So, I’ve been following this Columbia U course blog called “thing theory” for a while now, enjoying the smart discussions of philosophy of things as they’ve trickled out. (Things are a personal passion of mine, and my dissertation is on the material culture of modernist art/lit/cinema.)
Well, it being the end of the semester, the blog is now positively blowing up. People are taking stances, saying what and who they like and don’t like, and generally trying to put it all together for future thinking about, um, things.
So if you like sentences like these:
I understand that if one focuses on these aspects, the zebra ceases to exist, but the zebra is not a hard concrete thing, it is the manifestation of a particular network, a network that repeats itself (with slight variations of course) to create millions of similar networks we call zebras. I get it.
Then, my friend, you’ve got to jump in and check out this discussion. Tell them that Snarkmarket sent you.
9 comments
Ah, the academy:
Har har. Yes, even graduate students (and professors) sometimes write awkwardly phrased sentences that capture awkwardly formed thoughts. And then lightning strikes, and they hit on the critical terminology or key analogy that makes it all clear.
BTW, the swarm of bees thing is true not just of the brain, but of the gut too. Remember, we are equally bone and meat and guts as well as brains.
Shades of Hofstadter and the ant colony — the anteater speaks, not with the ants, but with the colony. The colony is composed of the individual ants, just as the ants are only explicable in terms of the colony.
(What is it about the brain/self that always reminds us of bugs? I guess it’s the most familiar experience we have of lots of little dumb things making a big smart thing.)

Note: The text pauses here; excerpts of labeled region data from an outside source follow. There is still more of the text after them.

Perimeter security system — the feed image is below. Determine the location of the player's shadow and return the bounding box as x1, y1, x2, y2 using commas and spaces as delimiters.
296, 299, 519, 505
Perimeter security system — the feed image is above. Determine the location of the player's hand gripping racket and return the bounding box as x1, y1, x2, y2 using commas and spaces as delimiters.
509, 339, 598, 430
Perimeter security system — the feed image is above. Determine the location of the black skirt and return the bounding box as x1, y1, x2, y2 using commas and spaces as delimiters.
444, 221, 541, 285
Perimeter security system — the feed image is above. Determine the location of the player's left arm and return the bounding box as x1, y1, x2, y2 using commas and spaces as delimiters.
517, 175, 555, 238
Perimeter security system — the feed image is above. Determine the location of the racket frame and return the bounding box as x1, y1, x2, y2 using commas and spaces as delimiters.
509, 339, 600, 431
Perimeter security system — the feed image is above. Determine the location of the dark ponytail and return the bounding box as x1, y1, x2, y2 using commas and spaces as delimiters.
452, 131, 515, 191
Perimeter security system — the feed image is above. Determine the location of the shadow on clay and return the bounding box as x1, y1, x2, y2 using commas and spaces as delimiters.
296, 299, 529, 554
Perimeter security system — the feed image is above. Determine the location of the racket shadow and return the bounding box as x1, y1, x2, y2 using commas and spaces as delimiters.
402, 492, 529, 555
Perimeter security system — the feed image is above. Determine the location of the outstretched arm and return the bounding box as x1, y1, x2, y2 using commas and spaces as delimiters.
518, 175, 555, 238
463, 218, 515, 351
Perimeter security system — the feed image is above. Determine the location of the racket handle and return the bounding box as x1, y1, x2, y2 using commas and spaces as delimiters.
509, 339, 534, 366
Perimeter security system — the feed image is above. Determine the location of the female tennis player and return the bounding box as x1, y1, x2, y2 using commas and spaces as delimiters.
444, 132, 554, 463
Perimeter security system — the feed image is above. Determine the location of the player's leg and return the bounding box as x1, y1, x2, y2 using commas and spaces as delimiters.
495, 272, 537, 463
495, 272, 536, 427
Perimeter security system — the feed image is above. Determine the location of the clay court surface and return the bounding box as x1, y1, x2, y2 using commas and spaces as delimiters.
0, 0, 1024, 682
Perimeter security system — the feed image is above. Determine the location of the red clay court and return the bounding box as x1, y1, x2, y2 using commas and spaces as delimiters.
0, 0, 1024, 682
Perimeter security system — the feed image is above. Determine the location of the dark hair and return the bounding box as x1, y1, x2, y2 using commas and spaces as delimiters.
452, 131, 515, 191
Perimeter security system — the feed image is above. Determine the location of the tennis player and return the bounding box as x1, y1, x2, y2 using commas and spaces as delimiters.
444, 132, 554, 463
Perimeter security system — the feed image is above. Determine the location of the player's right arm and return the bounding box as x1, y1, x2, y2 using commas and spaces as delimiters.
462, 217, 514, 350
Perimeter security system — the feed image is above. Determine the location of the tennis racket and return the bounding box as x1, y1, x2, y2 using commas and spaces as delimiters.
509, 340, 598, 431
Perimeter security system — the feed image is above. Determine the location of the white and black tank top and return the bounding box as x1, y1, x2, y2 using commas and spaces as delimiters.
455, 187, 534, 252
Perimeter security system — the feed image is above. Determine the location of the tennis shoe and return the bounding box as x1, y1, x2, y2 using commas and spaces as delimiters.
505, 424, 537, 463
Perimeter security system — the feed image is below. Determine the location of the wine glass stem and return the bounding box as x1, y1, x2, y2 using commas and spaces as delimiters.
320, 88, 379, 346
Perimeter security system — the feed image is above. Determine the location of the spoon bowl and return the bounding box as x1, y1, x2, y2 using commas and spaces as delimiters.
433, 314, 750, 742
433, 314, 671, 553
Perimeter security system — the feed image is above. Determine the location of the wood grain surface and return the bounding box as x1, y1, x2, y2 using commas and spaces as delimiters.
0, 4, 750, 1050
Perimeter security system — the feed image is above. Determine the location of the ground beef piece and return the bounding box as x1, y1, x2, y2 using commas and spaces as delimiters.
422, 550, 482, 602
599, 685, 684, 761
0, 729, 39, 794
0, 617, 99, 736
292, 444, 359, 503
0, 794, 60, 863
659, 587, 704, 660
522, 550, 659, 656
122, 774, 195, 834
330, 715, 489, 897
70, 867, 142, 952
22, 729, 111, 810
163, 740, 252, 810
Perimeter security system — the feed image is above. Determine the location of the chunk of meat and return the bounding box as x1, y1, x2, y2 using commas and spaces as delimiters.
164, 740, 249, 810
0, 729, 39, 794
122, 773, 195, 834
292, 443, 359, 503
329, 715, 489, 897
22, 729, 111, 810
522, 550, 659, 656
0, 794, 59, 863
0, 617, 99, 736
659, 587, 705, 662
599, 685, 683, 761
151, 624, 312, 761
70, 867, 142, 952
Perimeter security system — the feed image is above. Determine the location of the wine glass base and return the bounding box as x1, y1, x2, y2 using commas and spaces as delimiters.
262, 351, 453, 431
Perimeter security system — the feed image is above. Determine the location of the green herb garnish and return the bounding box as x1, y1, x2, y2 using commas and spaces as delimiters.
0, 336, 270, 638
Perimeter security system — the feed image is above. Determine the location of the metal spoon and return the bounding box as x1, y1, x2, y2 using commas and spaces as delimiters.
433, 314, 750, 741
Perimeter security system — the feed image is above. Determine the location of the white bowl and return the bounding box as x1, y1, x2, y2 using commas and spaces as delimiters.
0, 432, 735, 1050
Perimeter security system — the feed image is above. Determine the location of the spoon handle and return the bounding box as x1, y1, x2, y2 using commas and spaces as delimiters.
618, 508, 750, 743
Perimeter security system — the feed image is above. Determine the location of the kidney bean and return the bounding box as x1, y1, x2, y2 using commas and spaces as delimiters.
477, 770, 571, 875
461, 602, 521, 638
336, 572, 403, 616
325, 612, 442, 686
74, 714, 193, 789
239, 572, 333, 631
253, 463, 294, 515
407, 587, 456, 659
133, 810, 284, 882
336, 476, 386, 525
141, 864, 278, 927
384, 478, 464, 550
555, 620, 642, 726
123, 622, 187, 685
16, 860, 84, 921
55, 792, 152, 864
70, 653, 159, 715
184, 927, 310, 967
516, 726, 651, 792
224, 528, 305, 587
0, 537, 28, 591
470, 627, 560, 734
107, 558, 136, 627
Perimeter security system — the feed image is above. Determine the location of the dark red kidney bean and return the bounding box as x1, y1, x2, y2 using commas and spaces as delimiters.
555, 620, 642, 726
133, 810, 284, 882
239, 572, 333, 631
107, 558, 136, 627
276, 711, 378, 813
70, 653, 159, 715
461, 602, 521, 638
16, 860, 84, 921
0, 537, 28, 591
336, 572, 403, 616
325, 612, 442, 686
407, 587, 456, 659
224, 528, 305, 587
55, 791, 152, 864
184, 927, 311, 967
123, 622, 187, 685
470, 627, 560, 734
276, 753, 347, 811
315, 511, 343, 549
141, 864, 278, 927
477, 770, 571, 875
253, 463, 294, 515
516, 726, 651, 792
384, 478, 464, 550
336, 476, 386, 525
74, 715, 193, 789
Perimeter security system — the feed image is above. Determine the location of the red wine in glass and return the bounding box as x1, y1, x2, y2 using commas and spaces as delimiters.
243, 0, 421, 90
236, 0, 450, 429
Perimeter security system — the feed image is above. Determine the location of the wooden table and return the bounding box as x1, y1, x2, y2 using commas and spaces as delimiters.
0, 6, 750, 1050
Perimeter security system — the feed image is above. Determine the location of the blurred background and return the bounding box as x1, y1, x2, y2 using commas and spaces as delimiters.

Hmm, I don’t read it as awkward phrasing — I read it instead as jargon & in-group language.
My favorite giveaway: Whenever someone refers to some thinker’s “project”, you are assured that that person has been to grad school!
The only part I peg as jargon is “metaphysical position.” All the other words/phrases are fine in themselves — it’s the piling up of one on another that creates the convolutions.
“Do politics” — esp in quotes — is a giveaway, too. Is that the English translation of a German or French word? Does it have a well-known originator? (Like is it an implicit quotation/citation of [X]?) I feel like I see it a lot.
I guess it could be a hash of “faire de la politique” in French… you could translate it as “doing politics” but it means something closer to “getting political.”
But “doing politics” is totally idiomatic English too — “we need a new way of doing politics,” etc., usually preceded by “way of,” more often pejorative. In French it would be “Une nouvelle mani
You could say that, but I think you much more often hear something along the lines of “we need a new kind of politics.” Ooh, now that’s interesting. Language favors politics as object (as thing??), not politics as process.
It’s a subtle dig, really — you do politics, but we have politics.